Miss Gilby opts for the ride and sends a note with Lalloo who has evidently been instructed to wait for her reply. The rest of the morning, and a large part of the afternoon, is taken up with Dawn. What Miss Gilby assimilates during that time — and it is only a tiny fraction of the surging sea around her — makes her head spin. She reads about English-educated Indians raging about the contrast between the prosperous West and destitute India, about how this is no fate-ordained thing but a deliberate tool of British policy. She learns about the premeditated destruction of Indian handicrafts leading to an overwhelming dependence on agriculture, which in turn has been ruined by an excessive land tax. And then there was the wealth drain in the form of first investment and later home charges, which India was meeting only through a harmful and deceptive export surplus. India had thus been reduced to the status of supplier of raw materials and market for British-manufactured goods.

Page after page she is taken through the need for industrialization, the promotion of technical education, demands for the government to abolish its anti-Indian tariff policy.
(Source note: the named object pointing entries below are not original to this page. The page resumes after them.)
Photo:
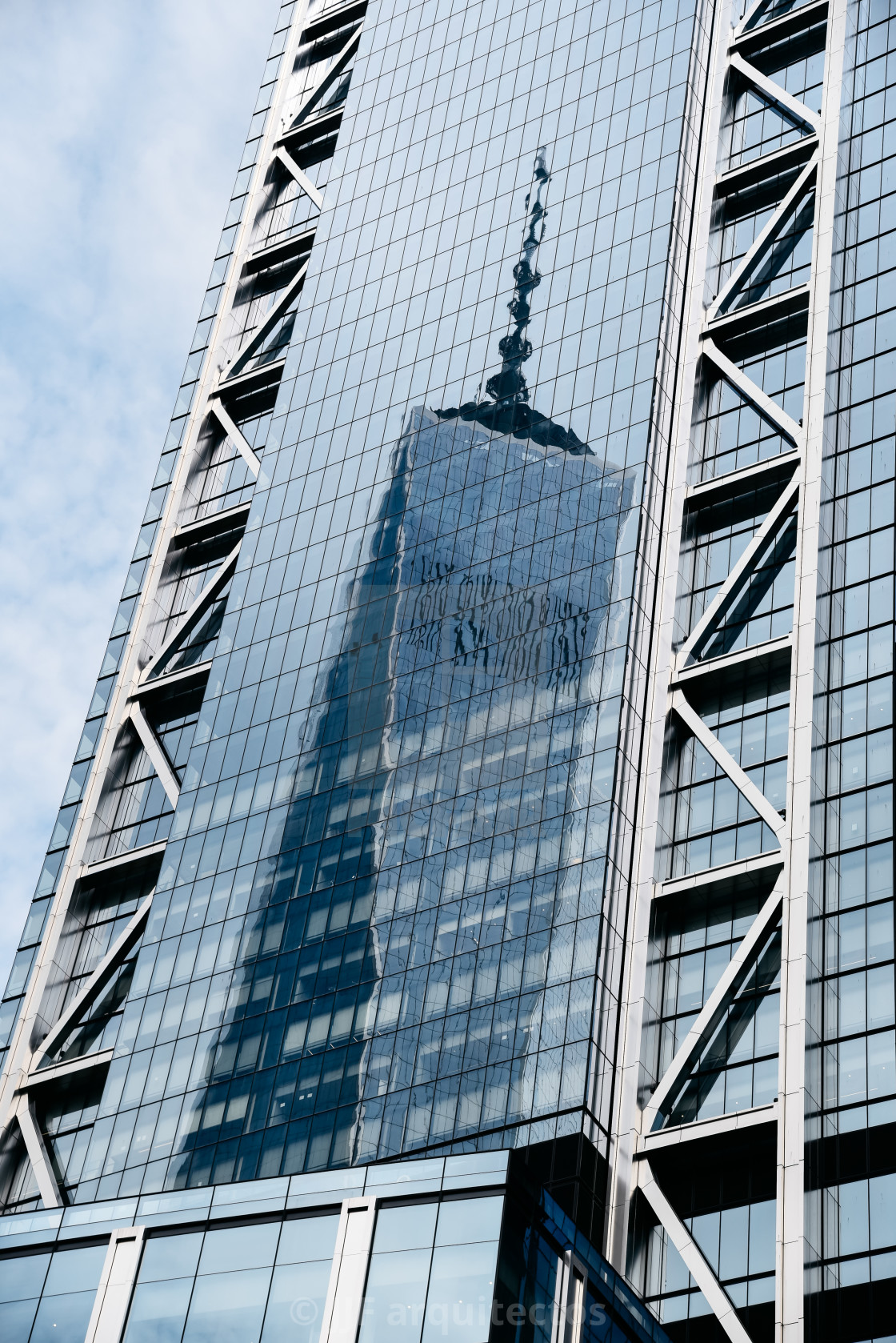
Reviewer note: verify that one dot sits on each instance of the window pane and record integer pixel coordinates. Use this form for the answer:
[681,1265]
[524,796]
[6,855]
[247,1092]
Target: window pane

She learns of self-help, boycott of British goods, increasing reliance on home-produced things, all of which constitute swadeshi. She uses her burgeoning knowledge of Bengali to translate it as ‘of one’s own country’, ‘native’, ‘indigenous’. She even knows its antonym: bideshi, foreign. She reads Bholanath Chandra’s rallying cry to dethrone ‘King Cotton of Manchester’. It would be no crime for us to take the only but most effectual weapon of moral hostility, left us in our last extremity. Let us make use of this potent weapon by resolving to non-consume the goods of England.

Amidst the long names of Bengali intellectuals — Satishchandra Mukherji, Jogindranath Chattopadhyay, Motilal Ghosh, Kaliprasanna Dasgupta — she notices the flash and shine of two familiar names, Violet Cameron and Nikhilesh Roy Chowdhury, dart through the thicket of words like gleaming fish through dark reeds.